Interactive experiences/installations can be used as platforms to comment and reflect on social behaviours in a less assertive and direct manner. This is useful in spurring conversations and is crucial in changing social behaviours.

Therefore, we felt that we could use this opportunity to comment on how consent in sex has been overlooked. We’ve heard many stories from friends around us, of how an innocent girls’ night out turned into a bad experience. Instances of being intoxicated and “daobao-ed” to a stranger’s home or hanging out and drinking with friends.

Moreover, the whole notion of consent also alludes to the lack of one in the proliferation of personal sensitive materials. This brings up the recent case of  Bellywelly’s leaked sex tapes, revenge porn, the proliferating use of hidden cameras in South Korea.

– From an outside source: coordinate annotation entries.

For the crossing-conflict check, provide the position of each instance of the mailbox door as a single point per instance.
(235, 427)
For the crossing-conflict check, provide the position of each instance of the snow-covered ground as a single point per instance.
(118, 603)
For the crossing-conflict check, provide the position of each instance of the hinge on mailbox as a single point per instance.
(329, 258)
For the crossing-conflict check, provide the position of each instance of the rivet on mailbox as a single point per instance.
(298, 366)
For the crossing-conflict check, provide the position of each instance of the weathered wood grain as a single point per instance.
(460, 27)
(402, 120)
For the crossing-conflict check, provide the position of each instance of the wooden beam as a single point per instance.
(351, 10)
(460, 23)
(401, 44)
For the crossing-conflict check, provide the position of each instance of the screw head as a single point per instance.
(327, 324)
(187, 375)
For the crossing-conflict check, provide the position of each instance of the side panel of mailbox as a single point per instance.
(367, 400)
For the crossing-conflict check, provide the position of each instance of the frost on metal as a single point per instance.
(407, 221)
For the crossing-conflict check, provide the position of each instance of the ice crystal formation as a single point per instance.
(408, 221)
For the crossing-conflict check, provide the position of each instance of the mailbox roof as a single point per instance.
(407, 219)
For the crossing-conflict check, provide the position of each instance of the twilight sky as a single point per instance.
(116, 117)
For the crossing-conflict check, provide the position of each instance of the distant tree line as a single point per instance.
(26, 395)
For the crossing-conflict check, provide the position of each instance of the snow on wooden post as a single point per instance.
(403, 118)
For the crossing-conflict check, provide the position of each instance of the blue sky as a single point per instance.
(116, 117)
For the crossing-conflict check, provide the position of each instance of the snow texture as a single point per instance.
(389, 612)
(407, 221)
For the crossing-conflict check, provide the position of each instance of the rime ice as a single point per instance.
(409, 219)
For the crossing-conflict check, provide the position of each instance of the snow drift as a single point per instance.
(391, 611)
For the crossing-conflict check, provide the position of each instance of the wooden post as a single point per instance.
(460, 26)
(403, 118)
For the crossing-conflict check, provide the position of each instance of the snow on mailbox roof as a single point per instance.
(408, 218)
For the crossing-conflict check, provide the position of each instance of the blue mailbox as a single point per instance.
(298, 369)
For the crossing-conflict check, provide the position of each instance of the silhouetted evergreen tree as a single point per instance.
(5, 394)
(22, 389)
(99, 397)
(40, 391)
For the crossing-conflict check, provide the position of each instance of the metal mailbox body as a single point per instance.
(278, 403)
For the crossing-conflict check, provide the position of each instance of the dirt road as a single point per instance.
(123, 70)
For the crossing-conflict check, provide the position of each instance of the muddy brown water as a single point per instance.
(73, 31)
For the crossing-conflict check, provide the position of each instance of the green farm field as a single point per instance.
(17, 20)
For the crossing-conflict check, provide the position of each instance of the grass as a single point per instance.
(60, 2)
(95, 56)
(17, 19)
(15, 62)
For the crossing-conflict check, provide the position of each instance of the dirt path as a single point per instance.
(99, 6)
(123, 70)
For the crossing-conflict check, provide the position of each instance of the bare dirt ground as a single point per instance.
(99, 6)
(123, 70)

Initially, we wanted a set up of a book as opening a book is similar to the act of separating a pair of legs. However, we felt that this set up would be far too simplistic and lacking thus we decided to use a dining setting.

The dining setting alludes to the first dates through which many of these instances began with. Also, a dining setting alludes to the predatory behaviour of preying on an individual.

 

 1. How does your audience experience your project?

JE: My participant will enter an immersive installation that emulates a restaurant. He/she will approach and sit at the table. A visual scene at a restaurant will be projected while the ambient sounds of a restaurant will be played. The participant will have nothing else to do but to lift the cover off the plate. It will be a struggle as it is held down by magnets but when the participant is finally able to lift up the cover, he/she will see a cross-section of a real peach/pomegranate. Peaches and pomegranates are strong visual representations of the vagina. At this point, the video and sounds will stop abruptly and the screen will show this phrase, “silence is not consent” before fading out to a black screen

YL:  The audience would walk up to the installation to appreciate the set up. The audience would interact with the object by lifting the cover, hence triggering our output which is the change in the projection of the environment (and changing the atmosphere of our installation).

2. Is it for a single person to engage with your project or for multiple participants concurrently?

JE: The installation can only accommodate one person at a time.

YL: It is designed for single person at the moment in order to amplify the sense of guilt/disturbance the participant may experience as well as allowing them to think and ponder over their experience without exterior distractions.

 

3. What is the interaction or situation you are creating for your audience?

JE:  I’m placing the participant in the shoes of the protagonist in which they have to act their deliberate intent to access the food. This gives the participant a visceral point of view of someone with predatory intent. Through the experiment, the participant will understand that without their deliberate actions, the peach would remain concealed. This comments on the confusion behind consent before sex. Consent is assertive and clear hence anything outside of these parameters would then fall outside of content.

YL:  It is to create a symbolic situation in accordance to our chosen topic. The interaction is the act of removing the object’s cover, while the situation is the sudden change of scene in the projected restaurant.